8.7.1 Correzione/Rimozione degli outliers

In presenza di outliers, la ‘terapia’ più opportuna è, banalmente, quella di rimuoverli, ottenendo così un dataset ‘sbilanciato’ (diverso numero di repliche per trattamento). Oggigiorno, trattare un dataset sbilanciato non costituisce un problema, ovviamente se si utilizzano le metodiche di analisi opportune. Qualche anno fa, al contrario, si cercava di evitare lo sbilanciamento a tutti i costi, utilizzando tecniche di imputing per l’immissione di valori ‘ragionevoli’ in sostituzione di quelli mancanti/aberranti. Con le dovute eccezioni, le tecniche di imputing sembrano oggi abbastanza obsolete, almeno in questo contesto.

Vorremmo porre l’attenzione sul fatto che i dati aberranti possono influenzare in modo molto marcato il risultato dell’analisi (sono dati ‘influenziali’); pertanto, se è sbagliato correggerli arbitrariamente, senza aver prima accertato che siano effettivamente frutto di errore, può essere altrettanto sbagliato lasciarli nel dataset. Ovviamente, la rimozione non può che riguardare una larga minoranza dei dati sperimentali raccolti, altrimenti si dovrà necessariamente pensare di ripetere l’esperimento.

8.7.2 Correzione del modello

Abbiamo visto che il modello impiegato potrebbe non essere adatto a descrivere il dataset (mancanza di adattamento). Gli effetti potrebbero non essere additivi, ma moltiplicativi, oppure potrebbero essere non-lineari. Potrebbero essere presenti asintoti che il nostro modello non è in grado di descrivere, oppure la crescita/decrescita osservata potrebbero essere più lente/veloci di quanto la nostra funzione sia in grado di descrivere. Per tutti questi casi, ovviamente, la strategia più consigliabile è quella di utilizzare un diverso modello, capace di descrivere meglio le osservazioni sperimentali.

8.7.3 Trasformazione del predittore

Quando il predittore è quantitativo e la risposta sembra non essere lineare è possibile trasformare il predittore stesso in modo da linearizzare la risposta. Ad esempio, se la risposta mostra un andamento esponenziale, la trasformazione del predittore in logaritmo può portare al sensibile miglioramento del fitting con un’equazione lineare. Vedremo un esempio di questa tecnica in un capitolo successivo.

8.7.4 Trasformazione della risposta

Una strategia empirica, ma molto semplice, diffusa ed efficace, è quella di ricorrere alle trasformazioni correttive. Con questa tecnica, si trasformano i dati in modo da portarli su una metrica che soddisfi le assunzioni di base dei modelli lineari; successivamente si ripete l’elaborazione sui dati trasformati.

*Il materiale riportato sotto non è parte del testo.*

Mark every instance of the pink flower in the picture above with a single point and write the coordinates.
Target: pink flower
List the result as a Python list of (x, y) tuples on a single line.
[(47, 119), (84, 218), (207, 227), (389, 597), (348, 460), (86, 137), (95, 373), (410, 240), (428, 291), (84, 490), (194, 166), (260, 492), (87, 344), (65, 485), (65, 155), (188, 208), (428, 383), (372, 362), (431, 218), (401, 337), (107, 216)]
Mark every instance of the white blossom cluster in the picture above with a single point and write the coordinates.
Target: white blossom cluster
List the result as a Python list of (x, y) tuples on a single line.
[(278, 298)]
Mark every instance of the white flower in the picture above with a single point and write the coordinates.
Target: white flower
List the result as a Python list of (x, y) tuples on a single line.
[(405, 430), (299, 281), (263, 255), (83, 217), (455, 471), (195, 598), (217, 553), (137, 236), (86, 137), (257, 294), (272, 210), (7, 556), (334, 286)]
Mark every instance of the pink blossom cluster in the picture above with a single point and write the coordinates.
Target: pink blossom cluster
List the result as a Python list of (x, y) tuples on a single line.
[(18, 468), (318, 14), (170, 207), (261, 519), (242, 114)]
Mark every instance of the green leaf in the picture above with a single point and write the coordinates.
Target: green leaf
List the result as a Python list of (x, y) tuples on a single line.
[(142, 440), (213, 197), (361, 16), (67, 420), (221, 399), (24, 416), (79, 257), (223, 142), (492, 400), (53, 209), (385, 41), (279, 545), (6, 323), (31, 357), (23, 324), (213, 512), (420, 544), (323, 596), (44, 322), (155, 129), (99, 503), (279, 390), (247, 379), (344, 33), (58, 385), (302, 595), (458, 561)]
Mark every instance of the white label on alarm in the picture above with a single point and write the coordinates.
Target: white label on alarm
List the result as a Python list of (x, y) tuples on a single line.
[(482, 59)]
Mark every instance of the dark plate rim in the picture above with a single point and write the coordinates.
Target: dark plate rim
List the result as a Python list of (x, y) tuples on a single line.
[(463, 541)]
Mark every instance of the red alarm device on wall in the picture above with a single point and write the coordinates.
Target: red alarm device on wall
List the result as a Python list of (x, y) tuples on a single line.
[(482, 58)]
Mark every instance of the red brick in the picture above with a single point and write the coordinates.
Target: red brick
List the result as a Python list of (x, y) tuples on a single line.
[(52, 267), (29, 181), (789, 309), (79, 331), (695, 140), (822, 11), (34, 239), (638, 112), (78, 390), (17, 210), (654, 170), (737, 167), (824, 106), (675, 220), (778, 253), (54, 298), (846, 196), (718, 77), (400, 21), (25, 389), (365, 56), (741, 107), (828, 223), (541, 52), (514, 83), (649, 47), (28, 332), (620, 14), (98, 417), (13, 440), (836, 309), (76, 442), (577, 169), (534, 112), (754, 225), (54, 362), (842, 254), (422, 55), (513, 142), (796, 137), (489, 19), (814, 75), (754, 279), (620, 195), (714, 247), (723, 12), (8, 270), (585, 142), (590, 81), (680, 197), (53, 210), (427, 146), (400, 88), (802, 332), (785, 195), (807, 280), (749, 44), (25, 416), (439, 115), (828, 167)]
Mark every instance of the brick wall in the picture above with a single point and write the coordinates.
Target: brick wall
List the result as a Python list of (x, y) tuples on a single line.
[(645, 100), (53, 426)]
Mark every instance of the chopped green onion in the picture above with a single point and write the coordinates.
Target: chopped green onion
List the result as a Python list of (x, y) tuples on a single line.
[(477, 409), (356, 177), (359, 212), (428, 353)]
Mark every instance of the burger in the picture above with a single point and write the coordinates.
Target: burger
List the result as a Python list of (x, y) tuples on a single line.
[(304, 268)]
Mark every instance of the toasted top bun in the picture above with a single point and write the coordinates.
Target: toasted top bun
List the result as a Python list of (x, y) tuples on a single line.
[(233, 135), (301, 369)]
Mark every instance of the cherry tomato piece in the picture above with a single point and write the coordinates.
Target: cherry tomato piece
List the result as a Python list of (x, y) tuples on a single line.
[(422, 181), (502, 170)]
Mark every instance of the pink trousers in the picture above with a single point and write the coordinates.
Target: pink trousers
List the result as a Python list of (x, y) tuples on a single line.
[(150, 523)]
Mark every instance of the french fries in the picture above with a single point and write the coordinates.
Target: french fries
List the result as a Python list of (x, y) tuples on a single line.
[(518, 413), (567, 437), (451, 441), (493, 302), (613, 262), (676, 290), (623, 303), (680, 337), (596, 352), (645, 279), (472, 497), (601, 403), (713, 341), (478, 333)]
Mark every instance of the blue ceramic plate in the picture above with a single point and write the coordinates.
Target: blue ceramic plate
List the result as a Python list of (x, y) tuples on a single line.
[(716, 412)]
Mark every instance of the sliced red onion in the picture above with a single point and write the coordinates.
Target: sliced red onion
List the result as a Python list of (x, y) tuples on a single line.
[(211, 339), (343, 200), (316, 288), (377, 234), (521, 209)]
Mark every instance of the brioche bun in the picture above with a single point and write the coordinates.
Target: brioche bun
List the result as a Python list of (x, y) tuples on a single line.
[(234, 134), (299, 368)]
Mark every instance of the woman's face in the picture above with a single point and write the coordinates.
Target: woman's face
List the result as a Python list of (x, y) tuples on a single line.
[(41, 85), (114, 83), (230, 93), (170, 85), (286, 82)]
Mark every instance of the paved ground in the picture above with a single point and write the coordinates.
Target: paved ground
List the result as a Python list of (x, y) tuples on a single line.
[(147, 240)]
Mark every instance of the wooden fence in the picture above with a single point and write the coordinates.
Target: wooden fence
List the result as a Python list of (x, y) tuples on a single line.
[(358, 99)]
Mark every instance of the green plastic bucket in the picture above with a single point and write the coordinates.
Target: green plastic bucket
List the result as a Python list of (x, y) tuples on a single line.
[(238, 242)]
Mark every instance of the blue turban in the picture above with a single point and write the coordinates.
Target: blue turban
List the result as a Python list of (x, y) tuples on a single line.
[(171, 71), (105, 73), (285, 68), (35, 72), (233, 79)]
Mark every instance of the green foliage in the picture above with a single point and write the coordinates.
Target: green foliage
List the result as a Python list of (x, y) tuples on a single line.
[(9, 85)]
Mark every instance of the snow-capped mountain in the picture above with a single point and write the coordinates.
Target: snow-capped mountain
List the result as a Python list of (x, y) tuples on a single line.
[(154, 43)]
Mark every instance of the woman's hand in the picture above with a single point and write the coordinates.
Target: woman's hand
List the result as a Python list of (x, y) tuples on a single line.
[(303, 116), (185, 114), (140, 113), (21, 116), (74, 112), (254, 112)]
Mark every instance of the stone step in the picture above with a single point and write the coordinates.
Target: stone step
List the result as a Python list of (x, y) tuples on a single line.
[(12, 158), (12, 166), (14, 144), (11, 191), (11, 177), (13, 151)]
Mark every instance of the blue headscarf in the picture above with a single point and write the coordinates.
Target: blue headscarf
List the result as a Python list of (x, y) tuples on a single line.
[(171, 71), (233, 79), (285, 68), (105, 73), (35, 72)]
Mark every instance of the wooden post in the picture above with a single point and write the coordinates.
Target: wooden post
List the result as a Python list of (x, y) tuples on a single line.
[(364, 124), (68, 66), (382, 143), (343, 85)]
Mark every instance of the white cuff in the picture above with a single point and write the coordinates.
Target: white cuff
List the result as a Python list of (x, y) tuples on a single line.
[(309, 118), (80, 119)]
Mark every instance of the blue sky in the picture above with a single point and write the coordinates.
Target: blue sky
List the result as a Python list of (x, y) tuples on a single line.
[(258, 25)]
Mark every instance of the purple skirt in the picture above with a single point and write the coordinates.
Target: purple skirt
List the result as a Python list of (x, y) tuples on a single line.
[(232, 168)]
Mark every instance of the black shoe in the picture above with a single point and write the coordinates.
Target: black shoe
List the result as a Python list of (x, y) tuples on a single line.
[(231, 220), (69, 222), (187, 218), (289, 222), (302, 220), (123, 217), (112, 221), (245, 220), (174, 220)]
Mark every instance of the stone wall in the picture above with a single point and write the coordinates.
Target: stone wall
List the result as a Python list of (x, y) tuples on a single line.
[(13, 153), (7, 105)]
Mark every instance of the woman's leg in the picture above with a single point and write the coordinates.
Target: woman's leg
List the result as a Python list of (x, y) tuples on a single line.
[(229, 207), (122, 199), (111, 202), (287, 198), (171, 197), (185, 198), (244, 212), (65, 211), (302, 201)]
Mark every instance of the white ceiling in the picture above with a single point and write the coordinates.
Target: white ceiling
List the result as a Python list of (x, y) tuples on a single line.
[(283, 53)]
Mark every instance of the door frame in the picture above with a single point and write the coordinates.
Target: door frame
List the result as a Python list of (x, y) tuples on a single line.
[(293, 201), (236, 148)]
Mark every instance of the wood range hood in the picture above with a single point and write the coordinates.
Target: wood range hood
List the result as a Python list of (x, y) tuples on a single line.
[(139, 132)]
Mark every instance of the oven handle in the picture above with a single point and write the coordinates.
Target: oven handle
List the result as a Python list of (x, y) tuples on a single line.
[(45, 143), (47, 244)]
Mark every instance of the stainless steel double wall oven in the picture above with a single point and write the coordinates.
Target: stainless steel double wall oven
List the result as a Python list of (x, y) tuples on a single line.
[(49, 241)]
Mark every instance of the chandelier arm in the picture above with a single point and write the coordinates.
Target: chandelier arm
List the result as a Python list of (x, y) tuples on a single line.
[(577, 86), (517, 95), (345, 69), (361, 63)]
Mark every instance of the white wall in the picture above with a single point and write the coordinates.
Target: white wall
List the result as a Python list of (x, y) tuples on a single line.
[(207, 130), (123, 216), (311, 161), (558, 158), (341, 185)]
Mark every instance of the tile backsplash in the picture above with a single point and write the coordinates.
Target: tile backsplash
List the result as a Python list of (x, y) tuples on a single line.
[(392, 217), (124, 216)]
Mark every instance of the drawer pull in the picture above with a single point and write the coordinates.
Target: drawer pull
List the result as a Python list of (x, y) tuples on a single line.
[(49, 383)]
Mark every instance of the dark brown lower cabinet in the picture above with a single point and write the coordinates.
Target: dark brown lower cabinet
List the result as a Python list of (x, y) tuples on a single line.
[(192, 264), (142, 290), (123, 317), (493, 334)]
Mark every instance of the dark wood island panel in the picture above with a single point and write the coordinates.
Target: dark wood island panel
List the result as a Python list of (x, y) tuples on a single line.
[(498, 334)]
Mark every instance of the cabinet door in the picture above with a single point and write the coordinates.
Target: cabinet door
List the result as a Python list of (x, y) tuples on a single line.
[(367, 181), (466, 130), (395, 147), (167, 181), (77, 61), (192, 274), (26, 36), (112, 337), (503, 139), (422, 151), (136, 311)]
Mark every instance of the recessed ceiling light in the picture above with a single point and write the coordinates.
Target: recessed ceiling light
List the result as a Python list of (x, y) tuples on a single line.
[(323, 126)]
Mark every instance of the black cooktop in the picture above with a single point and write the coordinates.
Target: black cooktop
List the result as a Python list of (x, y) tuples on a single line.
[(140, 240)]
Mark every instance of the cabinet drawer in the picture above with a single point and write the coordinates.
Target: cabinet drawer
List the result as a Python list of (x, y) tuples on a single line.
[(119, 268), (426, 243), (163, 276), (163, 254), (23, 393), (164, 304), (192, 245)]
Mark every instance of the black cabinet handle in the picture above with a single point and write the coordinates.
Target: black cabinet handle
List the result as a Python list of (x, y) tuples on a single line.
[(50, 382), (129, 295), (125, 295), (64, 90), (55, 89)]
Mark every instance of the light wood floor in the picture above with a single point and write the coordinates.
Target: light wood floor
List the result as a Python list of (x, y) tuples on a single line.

Le trasformazioni possibili sono molte: ad esempio, i libri di testo più tradizionali (esempio: Snedecor e Cochran, 1991) consigliano la trasformazione in radice quadrata per i conteggi, la trasformazione angolare (arcoseno della radice quadrata) per le percentuali e la trasformazione in logaritmo per i dati log-normali, dove le variance sono proporzionali alle medie.

Per evitare di scegliere la trasformazione ‘al buio’, si può impiegare la procedura suggerita da Box e Cox (1964), basata su una ‘famiglia di trasformazioni’, così definita:

\[ W = \left\{ \begin{array}{ll} \frac{Y^\lambda - 1}{\lambda} & \quad \textrm{if} \,\,\, \lambda \neq 0 \\ \log(Y) & \quad \textrm{if} \,\,\, \lambda = 0 \end{array} \right.\]

dove \(W\) è la variabile trasformata, \(Y\) è la variabile originale e \(\lambda\) è il parametro che definisce la trasformazione 3

Questa famiglia è molto flessibile, nel senso che cambiando il valore di \(\lambda\) possiamo rimediare alla gran parte delle deviazioni rispetto alle assunzioni di base. Il valore ottimale (di massima verosimiglianza) per questo parametro può essere scelto con la funzione boxcox(), nel package MASS, come sarà mostrato negli esempi seguenti. Bisogna tener presente che, qualora il valore ottimale risultasse \(\lambda = 1\), la trasformazione sarebbe completamente fittizia, in quanto, da ogni dato, verrebbe semplicemente sottratta un’unità, senza quindi alterare minimamente i risultati dell’analisi. Di conseguenza, trovare che \(\lambda\) ottimale è uguale ad 1 viene considerato come evidenza del fatto che la trasformazione non è necessaria.

8.7.5 Esempio 8.1 (segue)

Sebbene le analisi precedenti abbiano mostrato che il dataset “mixture” non viola significativamente le assunzioni di base per i modelli lineari, possiamo comunque valutare la necessità di una trasformazione, utilizzando la funzione boxcox() contenuta nel package MASS e passando l’oggetto risultante dal fitting come argomento (Codice sottostante). Questa funzione restituisce un grafico delle verosimiglianze associate a diversi valori di \(\lambda\) (Fig. 8.7); il valore ottimale sarebbe \(\lambda = 0.83\), ma vediamo che anche \(\lambda = 1\) rientra nell’intervallo di confidenza di \(\lambda\) ottimale e, di conseguenza, si conferma che non è necessaria alcuna trasformazione stabilizzante.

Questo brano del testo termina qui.